Ori Mnemos
Local-first persistent memory for AI agents. Knowledge graph + ACT-R decay + three-signal retrieval. Agents wake up as themselves. MCP server (14 tools) for Claude, Cursor, Windsurf, Cline.
Install / Use
/learn @aayoawoyemi/Ori MnemosQuality Score
Category
Development & EngineeringSupported Platforms
README
Ori Mnemos
Open-source cognitive architecture for persistent AI agent memory.
Language models are stateless at every inference call.

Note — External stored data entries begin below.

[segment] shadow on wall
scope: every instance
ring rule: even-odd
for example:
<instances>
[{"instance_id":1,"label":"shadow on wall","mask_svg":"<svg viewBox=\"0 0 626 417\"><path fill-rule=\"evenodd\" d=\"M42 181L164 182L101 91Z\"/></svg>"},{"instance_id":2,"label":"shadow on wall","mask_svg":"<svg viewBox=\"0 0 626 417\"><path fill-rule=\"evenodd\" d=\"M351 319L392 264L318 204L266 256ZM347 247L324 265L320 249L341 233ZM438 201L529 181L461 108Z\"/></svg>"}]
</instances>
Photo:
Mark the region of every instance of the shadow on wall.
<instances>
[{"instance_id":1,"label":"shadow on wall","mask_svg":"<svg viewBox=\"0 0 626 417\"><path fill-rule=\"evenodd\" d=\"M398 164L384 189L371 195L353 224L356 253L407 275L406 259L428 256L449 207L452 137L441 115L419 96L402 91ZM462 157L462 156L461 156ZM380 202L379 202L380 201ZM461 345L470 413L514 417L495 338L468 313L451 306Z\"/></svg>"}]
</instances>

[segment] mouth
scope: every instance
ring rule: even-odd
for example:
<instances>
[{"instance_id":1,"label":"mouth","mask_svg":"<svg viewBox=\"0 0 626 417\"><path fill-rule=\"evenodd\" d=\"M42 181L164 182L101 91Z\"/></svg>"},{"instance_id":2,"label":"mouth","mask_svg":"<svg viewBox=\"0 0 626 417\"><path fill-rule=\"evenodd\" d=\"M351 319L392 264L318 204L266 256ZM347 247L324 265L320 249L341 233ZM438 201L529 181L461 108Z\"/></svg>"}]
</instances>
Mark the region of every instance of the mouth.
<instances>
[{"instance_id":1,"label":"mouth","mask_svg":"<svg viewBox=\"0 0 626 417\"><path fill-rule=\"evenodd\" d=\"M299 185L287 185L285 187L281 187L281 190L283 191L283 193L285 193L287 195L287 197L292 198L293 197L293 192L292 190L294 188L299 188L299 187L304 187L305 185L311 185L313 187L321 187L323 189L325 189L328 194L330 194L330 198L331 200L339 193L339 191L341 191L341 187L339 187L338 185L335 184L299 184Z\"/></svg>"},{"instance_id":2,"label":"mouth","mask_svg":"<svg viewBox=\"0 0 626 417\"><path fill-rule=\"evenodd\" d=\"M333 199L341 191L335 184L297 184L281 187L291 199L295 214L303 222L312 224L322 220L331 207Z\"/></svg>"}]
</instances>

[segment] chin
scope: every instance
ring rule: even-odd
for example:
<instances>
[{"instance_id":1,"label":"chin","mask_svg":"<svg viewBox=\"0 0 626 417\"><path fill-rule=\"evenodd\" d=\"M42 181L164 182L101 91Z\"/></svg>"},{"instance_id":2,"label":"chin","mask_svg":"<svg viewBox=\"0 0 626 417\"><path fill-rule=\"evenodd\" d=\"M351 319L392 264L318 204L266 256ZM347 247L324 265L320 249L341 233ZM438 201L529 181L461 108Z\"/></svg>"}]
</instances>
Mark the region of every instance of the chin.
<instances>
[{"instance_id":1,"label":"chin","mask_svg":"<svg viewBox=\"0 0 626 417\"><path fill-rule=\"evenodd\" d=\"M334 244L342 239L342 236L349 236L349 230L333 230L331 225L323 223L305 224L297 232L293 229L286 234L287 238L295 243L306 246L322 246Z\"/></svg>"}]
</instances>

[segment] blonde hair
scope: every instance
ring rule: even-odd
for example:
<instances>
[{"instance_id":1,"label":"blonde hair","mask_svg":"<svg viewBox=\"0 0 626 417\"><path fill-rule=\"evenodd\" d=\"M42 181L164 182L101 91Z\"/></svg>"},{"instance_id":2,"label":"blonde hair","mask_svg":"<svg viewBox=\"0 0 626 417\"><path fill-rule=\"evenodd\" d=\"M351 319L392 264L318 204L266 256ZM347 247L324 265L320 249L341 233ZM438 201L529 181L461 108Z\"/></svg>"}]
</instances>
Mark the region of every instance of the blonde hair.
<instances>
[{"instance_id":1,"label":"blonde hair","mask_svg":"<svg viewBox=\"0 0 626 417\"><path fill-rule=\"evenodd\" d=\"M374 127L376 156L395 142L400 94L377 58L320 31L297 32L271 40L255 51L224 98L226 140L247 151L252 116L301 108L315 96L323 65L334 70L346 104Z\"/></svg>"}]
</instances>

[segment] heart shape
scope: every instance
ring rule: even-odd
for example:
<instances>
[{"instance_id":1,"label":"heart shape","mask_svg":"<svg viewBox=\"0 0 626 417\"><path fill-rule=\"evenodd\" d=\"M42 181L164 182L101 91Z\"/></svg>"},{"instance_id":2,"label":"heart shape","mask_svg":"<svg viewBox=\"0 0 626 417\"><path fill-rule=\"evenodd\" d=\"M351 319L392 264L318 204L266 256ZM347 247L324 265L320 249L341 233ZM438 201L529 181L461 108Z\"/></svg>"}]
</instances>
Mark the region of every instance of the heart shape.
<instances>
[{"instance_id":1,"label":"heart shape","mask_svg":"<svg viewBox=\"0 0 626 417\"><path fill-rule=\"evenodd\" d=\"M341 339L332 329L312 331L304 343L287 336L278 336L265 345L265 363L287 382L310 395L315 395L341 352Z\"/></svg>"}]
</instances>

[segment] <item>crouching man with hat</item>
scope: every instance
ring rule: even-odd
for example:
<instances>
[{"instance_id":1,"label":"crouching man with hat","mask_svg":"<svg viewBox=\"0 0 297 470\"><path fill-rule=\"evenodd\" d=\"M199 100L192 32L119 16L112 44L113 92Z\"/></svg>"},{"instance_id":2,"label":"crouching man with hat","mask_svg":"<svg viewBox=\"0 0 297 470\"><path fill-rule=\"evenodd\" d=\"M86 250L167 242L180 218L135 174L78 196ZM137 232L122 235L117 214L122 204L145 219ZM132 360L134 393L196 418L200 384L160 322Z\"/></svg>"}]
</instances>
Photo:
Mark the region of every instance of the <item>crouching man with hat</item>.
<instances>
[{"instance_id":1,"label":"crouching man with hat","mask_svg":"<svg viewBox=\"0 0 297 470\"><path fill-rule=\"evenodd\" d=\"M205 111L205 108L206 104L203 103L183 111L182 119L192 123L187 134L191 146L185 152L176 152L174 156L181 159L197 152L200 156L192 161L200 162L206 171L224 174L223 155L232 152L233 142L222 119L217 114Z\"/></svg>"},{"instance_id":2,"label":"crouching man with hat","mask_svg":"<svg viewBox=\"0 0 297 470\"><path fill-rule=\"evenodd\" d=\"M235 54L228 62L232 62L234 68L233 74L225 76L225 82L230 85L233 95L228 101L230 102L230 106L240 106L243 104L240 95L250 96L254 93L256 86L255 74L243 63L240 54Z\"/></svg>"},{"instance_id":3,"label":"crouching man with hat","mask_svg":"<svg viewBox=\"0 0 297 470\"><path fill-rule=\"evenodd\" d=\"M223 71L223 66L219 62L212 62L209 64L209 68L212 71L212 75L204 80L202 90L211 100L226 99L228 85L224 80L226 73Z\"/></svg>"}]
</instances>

Without external memory, an agent cannot learn from past sessions, cannot associate across domains, and cannot improve over time. It enters every session with amnesia. The context window is a queue, not a graph — old information falls off the back as new information enters the front. Even persisted on a VPS, an agent has a heartbeat but no hippocampus.
Model intelligence is no longer the bottleneck. The bottleneck is memory — structured, persistent, and efficient enough to scale from 50 notes to 5,000 without degrading retrieval quality or inflating token cost.
Ori implements tenets of human cognition as mathematical models on a knowledge graph. Activation decay from ACT-R. Spreading activation along wiki-link edges. Hebbian co-occurrence from retrieval patterns. Reinforcement learning on retrieval itself. Ebbinghaus forgetting with spaced-repetition strength curves. The system learns what matters, forgets what doesn't, and optimizes its own retrieval pipeline — every session makes it sharper.
The result: an agent with continuous identity across sessions, clients, and machines. Accumulated understanding that persists, connects, and compounds. The model is the engine. The vault becomes the mind.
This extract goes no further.